Putting the John Weaver issues aside, the Lincoln Project operationally seemed the perfect embodiment of the political rewards system. It’s founders understood that a market existed — in this case, for anti-Trump donors. So, they designed a vehicle, a super PAC, that would attract mostly Democratic donors by portraying themselves as heroic “Never Trumpers.”

They created harsh, personal negative ads that, I’m guessing, thrilled donors and raised millions of dollars. 

The media, enthralled with the tough ads, gave them a platform, constantly touting their latest eye-popping fundraising totals. Negative campaign ads can raise money, so that’s where they targeted their efforts, reaching out to their donors through more appeals for money to get them on air, regardless of the actual success of the ads.

Whatever their original intentions, they all made lots of money. Mission accomplished.

The political reward system encourages a reliance on negative ads with hyperbolic appeals to donors, sometimes concocting campaign polls designed to gin up money. It depends on an often symbiotic relationship with the media, with its insatiable appetite for explosive ads and with fundraising numbers as the metric of success.

No accountability

One thing that the political rewards system almost never does is demand accountability for campaign performance. Hundreds of millions of dollars are raised from often unsuspecting donors and spent on negative ad campaigns with no data to show whether those ads had any impact.

Michael Bloomberg spent more than a billion dollars trying to win the 2020 Democratic presidential nomination and then to help Joe Biden take Florida. Bloomberg lost the primary, and Biden lost Florida by a wider margin than Hillary Clinton.   

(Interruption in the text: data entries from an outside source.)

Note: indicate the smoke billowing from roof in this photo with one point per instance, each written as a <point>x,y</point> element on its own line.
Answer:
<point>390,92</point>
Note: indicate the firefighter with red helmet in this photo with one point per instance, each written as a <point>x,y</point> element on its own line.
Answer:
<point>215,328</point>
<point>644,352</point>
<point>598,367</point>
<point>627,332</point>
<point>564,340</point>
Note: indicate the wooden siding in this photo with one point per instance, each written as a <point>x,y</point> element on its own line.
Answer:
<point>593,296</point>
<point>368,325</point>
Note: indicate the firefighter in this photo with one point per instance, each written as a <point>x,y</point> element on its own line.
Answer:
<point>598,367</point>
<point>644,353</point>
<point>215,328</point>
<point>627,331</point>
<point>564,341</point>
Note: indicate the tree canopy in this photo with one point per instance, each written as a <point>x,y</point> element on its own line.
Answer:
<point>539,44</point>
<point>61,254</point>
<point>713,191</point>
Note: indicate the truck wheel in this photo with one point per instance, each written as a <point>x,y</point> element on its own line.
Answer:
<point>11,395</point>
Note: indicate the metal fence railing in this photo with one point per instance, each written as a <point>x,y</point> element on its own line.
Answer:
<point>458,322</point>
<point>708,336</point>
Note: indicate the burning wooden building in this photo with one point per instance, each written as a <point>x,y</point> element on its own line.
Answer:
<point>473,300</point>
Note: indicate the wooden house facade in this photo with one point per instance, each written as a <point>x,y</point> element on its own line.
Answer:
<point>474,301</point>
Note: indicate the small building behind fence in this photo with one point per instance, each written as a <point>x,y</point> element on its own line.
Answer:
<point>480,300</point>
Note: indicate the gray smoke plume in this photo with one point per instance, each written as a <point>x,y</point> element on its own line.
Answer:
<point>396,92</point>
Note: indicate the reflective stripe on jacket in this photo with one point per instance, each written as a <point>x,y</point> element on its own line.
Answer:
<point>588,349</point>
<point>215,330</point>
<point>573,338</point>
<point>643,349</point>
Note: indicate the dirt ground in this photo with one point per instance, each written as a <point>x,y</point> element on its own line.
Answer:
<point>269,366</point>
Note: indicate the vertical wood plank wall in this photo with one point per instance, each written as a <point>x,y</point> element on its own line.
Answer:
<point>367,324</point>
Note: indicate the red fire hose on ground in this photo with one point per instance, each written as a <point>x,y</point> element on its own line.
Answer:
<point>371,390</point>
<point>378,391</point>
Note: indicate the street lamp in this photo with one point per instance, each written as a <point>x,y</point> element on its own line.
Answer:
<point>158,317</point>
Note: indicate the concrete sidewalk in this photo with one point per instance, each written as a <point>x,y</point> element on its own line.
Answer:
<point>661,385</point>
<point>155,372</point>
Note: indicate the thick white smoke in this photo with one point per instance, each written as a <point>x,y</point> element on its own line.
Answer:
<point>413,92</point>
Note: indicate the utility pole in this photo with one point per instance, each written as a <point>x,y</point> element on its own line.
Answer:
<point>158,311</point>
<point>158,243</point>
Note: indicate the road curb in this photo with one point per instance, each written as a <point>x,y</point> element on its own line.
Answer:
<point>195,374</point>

Another Democrat, Tom Steyer, spent $350 million in the 2020 primaries, much of it on ad buys. He didn’t make it to March.

South Carolina Senate candidate Jaime Harrison raised $130 million, only to lose to Sen. Lindsay Graham by 10 points. Nothing personal, but Harrison wasn’t named to head the Democratic National Committee because of his electoral success. It was for his fundraising prowess and name ID. That’s what gets rewarded in politics today — money and media coverage.

Likewise, the Republican candidates and outside groups spent hundreds of millions of dollars on the Georgia Senate runoffs, and we all know how all that movie ended.

John D. Rockefeller, a man who knew something about the value of money, once said, “How much money does it take to make a man happy? Just one more dollar.”

But in politics, one more dollar is never enough. 

Our political rewards system demands more money but not more accountability. It’s time to trade this broken system for one that actually values accountability. One that creates benchmarks that matter. Does a negative ad buy actually move voters or just get eyeballs on social media to attract donors? Do social media ads even work? 

Donors have to stop funding efforts that make them feel good and must demand the kind of results they expect from their brokers and their boards of directors. Small donors can do the same and should. 

To restore their own credibility, the media must return to reporting on politics rather than being central participants in a system that is failing the country.

Good people on both sides are burning out on the entire system. Most members of Congress didn’t come to Washington to get rich. Spending time 24/7 dialing for dollars instead of pushing their issues and ideas wasn’t how they saw the job.

If we want to keep the country’s best in Congress, something has to change. A good place to start is with the two parties and their political committees setting new accountability standards to reform a political rewards system that only works for the connected few. 

David Winston is the president of The Winston Group and a longtime adviser to congressional Republicans. He previously served as the director of planning for Speaker Newt Gingrich. He advises Fortune 100 companies, foundations, and nonprofit organizations on strategic planning and public policy issues, and is an election analyst for CBS News.